The Latest on LATE: A New Form of Dementia
Written By: BrightFocus Editorial Staff
Written By: BrightFocus Editorial Staff
Learn about a new form of dementia, called LATE. The article discusses how many people may have this form of dementia, the brain regions that are affected by this disorder, how it is currently diagnosed, and the next steps for research.
This is a summary of a more comprehensive article on LATE.
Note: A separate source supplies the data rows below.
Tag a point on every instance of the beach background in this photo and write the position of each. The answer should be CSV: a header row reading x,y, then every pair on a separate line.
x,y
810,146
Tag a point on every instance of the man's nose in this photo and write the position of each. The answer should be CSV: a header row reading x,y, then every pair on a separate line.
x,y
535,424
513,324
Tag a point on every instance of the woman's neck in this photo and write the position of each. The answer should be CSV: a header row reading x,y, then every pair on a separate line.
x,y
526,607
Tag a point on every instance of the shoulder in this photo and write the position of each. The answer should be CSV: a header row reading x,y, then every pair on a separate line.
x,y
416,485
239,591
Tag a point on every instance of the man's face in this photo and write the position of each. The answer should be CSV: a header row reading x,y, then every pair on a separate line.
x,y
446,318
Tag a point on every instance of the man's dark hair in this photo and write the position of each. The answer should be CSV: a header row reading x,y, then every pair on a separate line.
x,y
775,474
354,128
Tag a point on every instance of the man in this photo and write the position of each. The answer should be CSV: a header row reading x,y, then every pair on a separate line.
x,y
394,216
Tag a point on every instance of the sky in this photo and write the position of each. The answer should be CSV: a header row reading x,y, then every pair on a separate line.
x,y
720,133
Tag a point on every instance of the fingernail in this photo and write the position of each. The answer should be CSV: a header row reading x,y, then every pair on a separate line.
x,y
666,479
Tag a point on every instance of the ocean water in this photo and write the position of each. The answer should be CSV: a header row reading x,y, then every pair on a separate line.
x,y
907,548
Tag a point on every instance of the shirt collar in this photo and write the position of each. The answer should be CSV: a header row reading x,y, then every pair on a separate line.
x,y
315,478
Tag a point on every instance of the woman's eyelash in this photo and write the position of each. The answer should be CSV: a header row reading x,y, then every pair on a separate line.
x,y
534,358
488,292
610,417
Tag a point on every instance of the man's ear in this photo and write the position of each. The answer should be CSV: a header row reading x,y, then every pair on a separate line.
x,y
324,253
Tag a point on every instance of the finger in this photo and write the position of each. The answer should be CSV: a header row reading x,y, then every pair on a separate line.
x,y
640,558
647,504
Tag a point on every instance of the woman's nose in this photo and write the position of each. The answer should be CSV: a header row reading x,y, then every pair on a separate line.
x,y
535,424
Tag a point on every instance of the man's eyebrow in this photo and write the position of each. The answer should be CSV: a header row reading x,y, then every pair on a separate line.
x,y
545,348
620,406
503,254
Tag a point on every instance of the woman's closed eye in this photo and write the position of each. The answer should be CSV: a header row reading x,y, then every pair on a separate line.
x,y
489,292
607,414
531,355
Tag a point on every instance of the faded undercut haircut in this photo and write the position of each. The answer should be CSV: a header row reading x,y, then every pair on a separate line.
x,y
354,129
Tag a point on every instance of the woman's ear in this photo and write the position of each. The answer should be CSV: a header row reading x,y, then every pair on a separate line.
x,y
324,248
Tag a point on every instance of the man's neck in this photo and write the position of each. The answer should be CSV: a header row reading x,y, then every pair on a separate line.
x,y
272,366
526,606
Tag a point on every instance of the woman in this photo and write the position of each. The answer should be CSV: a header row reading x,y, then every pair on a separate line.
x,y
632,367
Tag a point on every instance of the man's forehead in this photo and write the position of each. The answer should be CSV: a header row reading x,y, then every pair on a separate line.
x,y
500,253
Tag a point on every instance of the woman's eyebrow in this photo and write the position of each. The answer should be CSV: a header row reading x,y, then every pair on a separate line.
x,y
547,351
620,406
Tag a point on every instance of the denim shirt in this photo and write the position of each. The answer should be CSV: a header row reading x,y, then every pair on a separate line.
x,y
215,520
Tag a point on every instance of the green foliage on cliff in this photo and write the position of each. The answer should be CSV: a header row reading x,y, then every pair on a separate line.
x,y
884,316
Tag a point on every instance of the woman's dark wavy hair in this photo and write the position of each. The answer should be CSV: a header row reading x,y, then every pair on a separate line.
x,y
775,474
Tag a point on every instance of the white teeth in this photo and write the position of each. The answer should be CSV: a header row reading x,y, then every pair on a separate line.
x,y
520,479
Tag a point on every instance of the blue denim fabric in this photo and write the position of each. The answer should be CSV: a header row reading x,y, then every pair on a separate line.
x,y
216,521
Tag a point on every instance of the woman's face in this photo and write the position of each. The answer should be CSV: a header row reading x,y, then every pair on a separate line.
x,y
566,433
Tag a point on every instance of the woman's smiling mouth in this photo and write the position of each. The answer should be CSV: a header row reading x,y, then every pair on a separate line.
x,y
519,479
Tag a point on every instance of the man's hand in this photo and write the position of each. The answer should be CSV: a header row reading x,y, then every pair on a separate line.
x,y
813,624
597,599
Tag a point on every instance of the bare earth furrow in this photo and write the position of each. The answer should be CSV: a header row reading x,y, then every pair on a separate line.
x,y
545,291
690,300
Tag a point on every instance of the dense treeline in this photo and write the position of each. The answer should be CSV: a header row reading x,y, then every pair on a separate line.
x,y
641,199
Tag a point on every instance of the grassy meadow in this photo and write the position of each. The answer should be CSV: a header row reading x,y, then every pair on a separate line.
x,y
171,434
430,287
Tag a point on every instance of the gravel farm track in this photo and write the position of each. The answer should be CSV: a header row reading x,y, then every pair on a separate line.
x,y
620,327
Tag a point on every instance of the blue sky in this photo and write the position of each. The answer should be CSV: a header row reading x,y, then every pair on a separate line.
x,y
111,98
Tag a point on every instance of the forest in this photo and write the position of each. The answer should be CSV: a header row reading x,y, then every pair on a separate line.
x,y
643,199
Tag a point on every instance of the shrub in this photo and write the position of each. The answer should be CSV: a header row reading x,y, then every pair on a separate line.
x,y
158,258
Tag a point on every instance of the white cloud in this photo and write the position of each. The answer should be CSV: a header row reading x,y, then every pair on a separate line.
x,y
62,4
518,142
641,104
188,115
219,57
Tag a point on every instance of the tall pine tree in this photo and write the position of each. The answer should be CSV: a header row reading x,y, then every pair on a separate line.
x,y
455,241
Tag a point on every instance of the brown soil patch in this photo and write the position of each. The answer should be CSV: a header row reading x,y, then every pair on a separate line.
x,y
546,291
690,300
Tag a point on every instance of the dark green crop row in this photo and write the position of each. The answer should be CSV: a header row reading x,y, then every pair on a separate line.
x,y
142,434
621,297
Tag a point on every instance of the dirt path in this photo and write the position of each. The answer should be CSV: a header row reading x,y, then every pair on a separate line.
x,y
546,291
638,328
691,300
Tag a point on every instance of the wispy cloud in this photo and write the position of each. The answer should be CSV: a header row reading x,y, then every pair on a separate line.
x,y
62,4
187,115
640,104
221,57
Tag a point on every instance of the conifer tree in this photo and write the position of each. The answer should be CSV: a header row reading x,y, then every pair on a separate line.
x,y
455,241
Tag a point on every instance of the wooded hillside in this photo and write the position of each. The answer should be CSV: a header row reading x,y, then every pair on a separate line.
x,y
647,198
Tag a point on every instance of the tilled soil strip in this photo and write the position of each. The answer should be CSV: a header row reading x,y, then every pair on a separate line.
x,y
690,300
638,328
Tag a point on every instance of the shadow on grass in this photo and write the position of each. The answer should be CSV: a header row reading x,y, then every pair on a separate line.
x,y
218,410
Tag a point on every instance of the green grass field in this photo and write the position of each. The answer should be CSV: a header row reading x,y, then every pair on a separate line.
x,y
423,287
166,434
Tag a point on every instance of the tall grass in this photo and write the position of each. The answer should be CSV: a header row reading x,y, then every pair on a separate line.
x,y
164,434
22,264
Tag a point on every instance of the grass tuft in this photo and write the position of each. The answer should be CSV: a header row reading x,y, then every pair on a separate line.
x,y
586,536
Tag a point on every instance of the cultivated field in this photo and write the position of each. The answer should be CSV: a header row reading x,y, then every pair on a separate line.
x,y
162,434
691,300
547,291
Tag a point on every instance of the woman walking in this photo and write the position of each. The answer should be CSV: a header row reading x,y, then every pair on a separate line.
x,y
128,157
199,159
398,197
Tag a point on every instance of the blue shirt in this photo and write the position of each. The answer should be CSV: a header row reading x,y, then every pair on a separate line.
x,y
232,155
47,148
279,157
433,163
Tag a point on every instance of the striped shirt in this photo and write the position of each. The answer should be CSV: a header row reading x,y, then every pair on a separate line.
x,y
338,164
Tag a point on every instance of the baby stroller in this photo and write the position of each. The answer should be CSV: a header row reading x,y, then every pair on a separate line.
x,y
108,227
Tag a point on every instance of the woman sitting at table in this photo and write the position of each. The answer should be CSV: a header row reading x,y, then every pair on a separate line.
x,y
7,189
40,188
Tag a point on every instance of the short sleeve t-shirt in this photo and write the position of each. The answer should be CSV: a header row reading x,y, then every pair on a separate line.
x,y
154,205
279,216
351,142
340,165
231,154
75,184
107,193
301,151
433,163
At the request of the National Institutes of Health, a group of neurodegenerative disease experts in topics ranging from neuropathology, psychiatry, gerontology, brain imaging and epidemiology (the study of how often diseases occur in different groups of people and why) met in late 2018 to consider better defining or re-conceptualizing a group of brain abnormalities and related symptoms that appeared to represent a previously poorly described (or understood) disease.
The experts coined a new descriptive term, “Limbic-predominant Age-related TDP-43 Encephalopathy”, or LATE, to recognize and define this new disease and the major brain areas affected. They noted that the brain abnormalities are strongly associated with a dementia that can mimic Alzheimer’s disease (AD) or frontotemporal dementia (FTD).
LATE is different from other brain diseases associated with the TDP-43 protein, including forms of frontotemporal lobar degeneration, AD, and amyotrophic lateral sclerosis (ALS). This conclusion is based on where the TDP-43 protein is found in the brain, symptoms, and epidemiology.
Notably, in community-based observational studies, LATE is estimated to be present in up to 50 percent of older adults, usually referring to those over 70 – 80 years of age, with many not yet diagnosed with the symptoms of dementia. LATE has an enormous, but largely unrecognized public health impact, among persons age 80 years of age and older.
Currently, LATE can only be diagnosed exclusively by laboratory testing of the brain after death to establish the presence, abundance and distribution of the TDP-43 protein deposits. For these reasons, a working group was convened to develop diagnostic criteria for LATE, aiming to both stimulate research and to promote awareness of this pathway to dementia.
Although LATE appears to primarily affect the medial temporal lobe of the brain, imaging studies have demonstrated that individuals with LATE also have atrophy (the wasting away and death of cells) in the frontal lobes and other brain regions.
Genetic studies have indicated that a number of genes appear to increase the risk for LATE. These discoveries suggest that LATE shares features of frontotemporal lobe dementia that that is associated with the TDP-43 protein as well as AD, but also that there may be other underlying mechanisms.
There remain many gaps in our understanding of LATE, including the absence of a diagnostic method, such as a blood test or brain imaging, for clinical detection of LATE. Not only is more research needed to develop a diagnostic tool, but also to better define the disease’s risk factors and begin testing possible therapies in clinical trials.